7 Replies Latest reply on Sep 11, 2009 9:13 AM by tmalatinszki

LDAP Authentication

kmali Sep 9, 2009 11:06 AM

Hi I've implemented a simple LDAP authentication in a seam application.
Currenty only a logon name and password authentication is possible.

I would like add that only users who are member of a certain group can pass the authentication.

How can I do this?

This my code:

import static org.jboss.seam.ScopeType.SESSION;

import java.util.Hashtable;
import java.util.List;

import javax.ejb.Stateless;
import javax.naming.AuthenticationException;
import javax.naming.Context;
import javax.naming.NamingException;
import javax.naming.directory.DirContext;
import javax.naming.directory.InitialDirContext;
import javax.persistence.EntityManager;
import javax.persistence.PersistenceContext;

import org.jboss.seam.annotations.In;
import org.jboss.seam.annotations.Name;
import org.jboss.seam.annotations.Out;
import org.jboss.seam.security.Identity;

import javax.naming.*;


import javax.naming.*;

@Stateless
@Name("authenticator")
public class AuthenticatorAction implements Authenticator
{
   @In
   Identity identity;
   
   public boolean authenticate()
   {
     
     Hashtable authEnv = new Hashtable(11);
       
       String userName = identity.getUsername(); 
       String passWord = identity.getPassword();
       if (passWord=="")
            return false;
       
 
       String ldapURL = "ldap://f2.enterprise";
       
       authEnv.put(Context.INITIAL_CONTEXT_FACTORY,"com.sun.jndi.ldap.LdapCtxFactory");
           authEnv.put(Context.PROVIDER_URL, ldapURL);
           authEnv.put(Context.SECURITY_AUTHENTICATION, "simple");
           authEnv.put(Context.SECURITY_PRINCIPAL, userName+"@Research");
           authEnv.put(Context.SECURITY_CREDENTIALS, passWord);
           
       try {
            DirContext authContext = new InitialDirContext(authEnv);
            return true;
            
       } catch (AuthenticationException authEx) {
            return false;
       
       } catch (NamingException namEx) {
            return false;
            
       }
  }
}

Thanks for your help.

1. Re: LDAP Authentication

tmalatinszki Sep 9, 2009 1:41 PM (in response to kmali)
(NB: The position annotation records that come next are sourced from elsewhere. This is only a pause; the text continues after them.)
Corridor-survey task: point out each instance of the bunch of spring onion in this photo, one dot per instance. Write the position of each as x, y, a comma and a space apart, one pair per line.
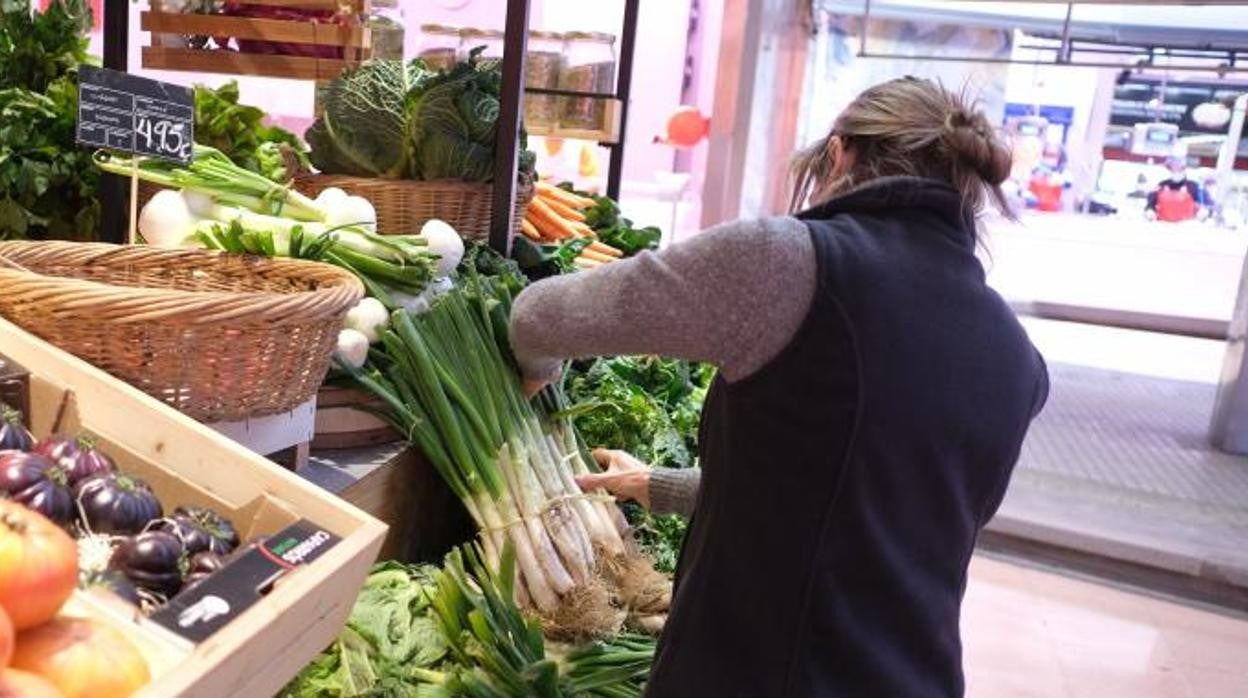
496, 651
211, 202
448, 383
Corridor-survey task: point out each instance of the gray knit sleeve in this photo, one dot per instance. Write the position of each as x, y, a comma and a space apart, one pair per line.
733, 296
674, 490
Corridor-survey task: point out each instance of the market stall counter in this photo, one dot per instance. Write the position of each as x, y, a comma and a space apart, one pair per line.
303, 552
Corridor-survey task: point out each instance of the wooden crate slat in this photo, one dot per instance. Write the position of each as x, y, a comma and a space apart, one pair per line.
358, 6
234, 63
257, 29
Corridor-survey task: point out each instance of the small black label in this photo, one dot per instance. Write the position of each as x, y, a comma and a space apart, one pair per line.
202, 609
121, 111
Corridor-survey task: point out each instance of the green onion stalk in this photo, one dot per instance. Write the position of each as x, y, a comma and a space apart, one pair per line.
448, 385
496, 651
246, 212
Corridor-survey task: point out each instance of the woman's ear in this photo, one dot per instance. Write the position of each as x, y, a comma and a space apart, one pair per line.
840, 157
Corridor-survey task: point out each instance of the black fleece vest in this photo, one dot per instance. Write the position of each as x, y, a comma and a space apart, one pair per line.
846, 481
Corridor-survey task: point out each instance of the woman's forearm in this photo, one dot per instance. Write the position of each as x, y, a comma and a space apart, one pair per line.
731, 296
674, 490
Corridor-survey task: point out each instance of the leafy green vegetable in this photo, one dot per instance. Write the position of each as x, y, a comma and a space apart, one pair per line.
649, 407
390, 119
48, 184
453, 124
362, 129
240, 132
38, 50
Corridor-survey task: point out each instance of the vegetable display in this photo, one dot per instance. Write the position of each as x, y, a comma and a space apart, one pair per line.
38, 566
82, 658
394, 120
448, 381
555, 216
48, 186
225, 207
151, 561
649, 407
240, 132
116, 503
36, 482
456, 631
76, 456
14, 435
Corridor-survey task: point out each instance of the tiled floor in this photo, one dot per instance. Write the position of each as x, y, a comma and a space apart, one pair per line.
1120, 465
1028, 633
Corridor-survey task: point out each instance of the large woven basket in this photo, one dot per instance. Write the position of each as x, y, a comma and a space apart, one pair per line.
404, 205
220, 337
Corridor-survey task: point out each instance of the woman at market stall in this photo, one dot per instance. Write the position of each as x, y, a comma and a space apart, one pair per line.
871, 401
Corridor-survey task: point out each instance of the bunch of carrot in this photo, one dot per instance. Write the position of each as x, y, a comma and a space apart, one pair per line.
555, 216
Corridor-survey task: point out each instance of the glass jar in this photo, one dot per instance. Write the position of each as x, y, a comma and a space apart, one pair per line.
488, 39
542, 66
439, 46
589, 66
386, 21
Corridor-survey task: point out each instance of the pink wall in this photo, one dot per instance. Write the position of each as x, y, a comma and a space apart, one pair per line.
657, 75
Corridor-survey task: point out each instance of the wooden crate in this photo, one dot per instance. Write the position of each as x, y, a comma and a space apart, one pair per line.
189, 463
355, 41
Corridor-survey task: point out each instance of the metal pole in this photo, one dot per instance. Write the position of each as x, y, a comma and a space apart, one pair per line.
623, 91
1229, 427
866, 20
1063, 53
507, 149
114, 202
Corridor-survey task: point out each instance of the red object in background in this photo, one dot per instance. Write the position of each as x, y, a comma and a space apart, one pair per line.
1048, 192
96, 11
687, 127
1174, 205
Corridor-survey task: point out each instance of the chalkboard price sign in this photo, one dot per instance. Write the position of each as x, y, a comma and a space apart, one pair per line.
120, 111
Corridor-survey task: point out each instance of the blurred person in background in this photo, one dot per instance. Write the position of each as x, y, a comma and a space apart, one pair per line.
1177, 197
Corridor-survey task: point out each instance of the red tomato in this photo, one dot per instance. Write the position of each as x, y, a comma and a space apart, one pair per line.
38, 566
25, 684
5, 639
82, 658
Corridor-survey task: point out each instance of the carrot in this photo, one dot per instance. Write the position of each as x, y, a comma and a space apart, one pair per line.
549, 220
597, 256
604, 249
529, 230
564, 211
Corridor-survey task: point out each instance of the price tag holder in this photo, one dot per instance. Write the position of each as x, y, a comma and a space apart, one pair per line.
136, 115
251, 573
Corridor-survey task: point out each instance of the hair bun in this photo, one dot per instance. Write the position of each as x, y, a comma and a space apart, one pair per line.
974, 144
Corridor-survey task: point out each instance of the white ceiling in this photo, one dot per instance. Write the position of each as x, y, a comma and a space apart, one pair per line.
1152, 23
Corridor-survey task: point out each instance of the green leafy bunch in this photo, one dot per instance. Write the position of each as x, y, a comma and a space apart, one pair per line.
396, 120
48, 184
241, 134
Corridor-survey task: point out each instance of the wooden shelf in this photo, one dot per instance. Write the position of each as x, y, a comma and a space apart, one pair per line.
608, 135
296, 68
256, 29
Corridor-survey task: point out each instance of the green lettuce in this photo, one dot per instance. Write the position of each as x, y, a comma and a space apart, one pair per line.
362, 129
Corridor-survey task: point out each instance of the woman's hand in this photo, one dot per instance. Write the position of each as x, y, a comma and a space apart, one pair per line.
624, 476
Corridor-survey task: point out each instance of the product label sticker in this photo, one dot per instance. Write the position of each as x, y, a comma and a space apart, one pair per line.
121, 111
202, 609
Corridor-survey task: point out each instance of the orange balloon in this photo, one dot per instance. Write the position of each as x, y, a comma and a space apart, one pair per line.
687, 126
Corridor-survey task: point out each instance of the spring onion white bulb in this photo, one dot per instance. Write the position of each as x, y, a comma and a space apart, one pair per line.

You can use security:ldap-identity-store, here's how it works:

First You have to configure it in your components.xml:

<security:ldap-identity-store
name="ldapIdentityStore"
server-address="server.ad.myworld.com"
server-port="389"
first-name-attribute="givenName"
last-name-attribute="sn"
bind-DN="CN=SERVICEUSER,OU=Users,DC=server,DC=ad,DC=myworld,DC=com"
bind-credentials="SERVICEUSERPASSWORD"
user-DN-prefix="sAMAccountName="
user-name-attribute="sAMAccountName"
user-DN-suffix=",OU=Users,DC=server,DC=ad,DC=myworld,DC=com"
user-context-DN="OU=Users,DC=server,DC=ad,DC=myworld,DC=com"
role-DN-prefix="distinguishedName="
role-name-attribute="distinguishedName"
role-object-classes="group"
role-DN-suffix=",OU=Groups,DC=server,DC=ad,DC=myworld,DC=com"
role-context-DN="OU=Groups,DC=server,DC=ad,DC=myworld,DC=com"
user-role-attribute="memberOf"
user-object-classes="user" 
role-attribute-is-DN="false"/>

<security:identity-manager name="identityManager" identity-store="#{ldapIdentityStore}"/>

You need to modify the paramaters according to Your LDAP server hierarchy, and You should use a SERVICEUSER to connect to LDAP server.

In AuthenticatorAction use this code to get the groups of a specified user:

@In
IdentityManager identityManager;

List<String> groups=identityManager.getImpliedRoles(identity.getUsername());

The groups will contain all the LDAP group names where the user has membership.

Let me know if it works!

Regards,
Tamas

2. Re: LDAP Authentication

kmali Sep 9, 2009 3:52 PM (in response to kmali)

Thank you for your help.

I don't want to read out the groupmemberships.
I just want to check the Username, Password, and if the user is member of a certain
group. The group name won't change...

Is there a esay way to implement this with your code? Or is it must to read out the group memberships?

PS:
Please keep in mind that I use Seam 1.2 and JBOSS AS 4.0.5.
Actions

3. Re: LDAP Authentication

tmalatinszki Sep 9, 2009 4:30 PM (in response to kmali)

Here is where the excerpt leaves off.